Thanks for the response, but my problem was less about the ability to produce data and more about how the results don’t seem meaningful. At best this implementation of VAD is more like noise detection using a threshold, but has no processing / filtering for actual speech. In addition, DOA should only show 180 degrees for a linear mic array, instead of 360 degrees, but clearly the code is intended for the circular mic array.

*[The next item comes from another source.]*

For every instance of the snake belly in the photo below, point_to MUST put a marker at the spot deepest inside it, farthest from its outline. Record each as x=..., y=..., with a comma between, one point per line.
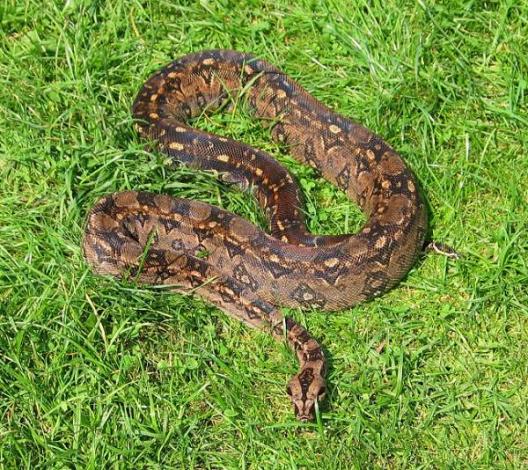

My question was more about a way to tune the code to match the hardware rather than to get the provided code to run.





Some more details:



I am testing speech detection in a wall mounted application using a few different products from ReSpeaker. The ReSpeaker Mic Array v2.0 includes a chip from XMOS that has algorithms built in for VAD and DOA. These algorithms seem to perform better than the software algorithms as discussed here, but the circular array doesn’t necessarily make sense in a wall mounted application so I wanted to test the accuracy of the software algorithms using the ReSpeaker 4-Mic Linear Array Kit for Raspberry Pi. All provided algorithms seem geared towards use for ReSpeaker 4 Mic Array for Raspberry Pi (pi-hat circular array). I would expect that the software algorithms would need to take into account the mic orientation, mic separation, etc – but haven’t seen a different code base that takes this into account.



Let me know if anybody has tested the ReSpeaker 4-Mic Linear Array Kit for Raspberry Pi and has produced promising results.

A bit late to the party.



The XMOS chip can work with a linear array, but it would have to be designed an laid out. Seeed can provide this service if you commit to ordering and paying for the customization. Essentially we have a minimal price for this kind of service. If you want to know more you can toss an email to me at seth.welday@seeed.cc.



The algorithms you get for VAD on the Pi Shields, if they are present, are based on software.

The algorithms on the XMOS are hardware based. I’ve not the solution, but just to clarify that.

I am pushing this to the software team to ask them to look at this again, there should be a DOA program for the linear array - I’m pretty sure I saw it working before. However, have you tested to see if a voice at about 15° also generates 345°? If so then it may just return Either (x°) Or (360° - x°). If this is the case it’s easy to solve on your end, though obviously not ideal.